Sebastian shook his head, his gaze on the scene outside the window. A boy and a girl of ten or twelve were running with a hoop, their laughing voices carrying lightly on the morning breeze. He’d had that sense himself, growing up. Sophie Hendon had loved all her children, but until today Sebastian would have said he’d held a special place in her heart. Yet she had left him.
He was aware of a yawning inner ache that twisted his guts and brought a bitter taste to his mouth. A heavy silence stretched between them, a silence Sebastian ended by slamming one hand down on the sill and swinging away from the window to face his father again. “Why the hell didn’t you tell me the truth? You let me think she was dead. Every day, I went up on those cliffs looking for her. Hoping it was all a mistake and I’d see her come sailing home. But in the end I gave up. I believed what you had told me. And it was all a bloody lie!”
Sebastian stared at his father. The Earl’s jaw worked back and forth, but he said nothing.
“I thought it for the best.”
“For whom? You, me, or her?”
“For all of us.”
Sebastian brushed past his father and headed for the door. “Well, you were wrong.”
The Dowager Duchess of Claiborne awoke with a start, one hand groping up to catch her nightcap before it slid over her eyes. A tall, shadowy figure moved across the floor of her artificially darkened bedchamber. She gave a faint gasp, then sat up in bed, her cheeks flushing with the heat of indignation when she recognized her only surviving nephew.
“Good heavens, Devlin. You nearly gave me an apoplectic fit. What are you doing here at this ungodly hour? And why are you glaring at me in such a fashion?”
He came to stand beside the carved footboard of her massive Tudor bedstead, his lean figure held taut. “Seventeen years ago, Sophie Hendon did not die in a boating accident. She simply left her husband and surviving children behind and sailed away. Tell me you didn’t know.”
Henrietta let out a sigh. She wished she could deny it. Instead, she said, “I knew.”

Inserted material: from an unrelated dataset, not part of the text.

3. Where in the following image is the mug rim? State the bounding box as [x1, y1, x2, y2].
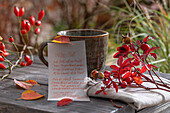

He swung abruptly away, going to jerk open one of the heavy velvet drapes at the window and letting in a stream of bright morning sunshine that made Henrietta groan. She brought up a hand to shade her eyes, and sat up straighter. “I thought at the time you deserved to be told the truth. But it wasn’t my decision to make.”
“I’m told she left with a man. Is that true?”
She stared at the rigid set of his shoulders. “Yes.”
He nodded. “As I recall, there were other men in her life. Had been for years. Why did she decide to leave with this one?”
“The others were distractions—or tools of revenge. I can only assume this one was different somehow.”
“Who was he?”
“I don’t recollect his name. He was a poet, I believe. A most romantic-looking young man.”
“A Venetian?”
“There was some Venetian connection. But the young man himself was French.”
“He was younger than she?”
“Yes.”
“You met him?”
Henrietta twitched at the high embroidered collar of her nightdress. “He was quite the darling of society that spring. Although, if I remember correctly, he left Town early.”
“Where did he go? Cornwall?”
“Evidently.”
Devlin brought up one hand to rub his eyes. Looking at him, Henrietta thought he looked older—and more exhausted—than she could remember having seen him. “Do you know where she is now?” he asked.
“Your mother? No. We were never close, and we certainly didn’t keep in contact after she left. I don’t believe even Hendon knows precisely where she went, although he sends money to her every year.”
“Why? He’s certainly not doing it out of the goodness of his heart. She obviously knows something. Something he’s willing to pay to keep quiet. What is it?”
The Duchess of Claiborne looked into her nephew’s troubled eyes, and for the first time that morning told him a blatant lie. “I honestly don’t know.”
SIR HENRY LOVEJOY WAS ANNOYED. He was making little headway in his attempt to capture the man the press had taken to calling the Butcher of St. James’s Park. He had the magistrates from Bow Street interfering in his investigation of the Carmichael murder. And now he was having to take time away from pursuing several promising leads to deal with an irate foreign embassy and a decidedly peeved Foreign Office.
Leaving Whitehall, Lovejoy hailed a hackney and went to see Viscount Devlin.
He found Devlin just preparing to mount his front steps. “I need to speak to you, my lord,” said Lovejoy, executing a small bow on the footpath.
The Viscount was looking unusually pale and distracted. He hesitated, then said crisply, “Of course,” and led the way into his library. “Please have a seat, Sir Henry. How may I help you?”
“I won’t detain you but a moment,” said Sir Henry, standing with his round hat held in both hands. “One of the wherrymen pulled a body from the Thames last night.”
The Viscount’s features sharpened with interest. “Anyone I know?”
“A foreigner,” said Lovejoy, watching the young man’s face. “From northern Italy.”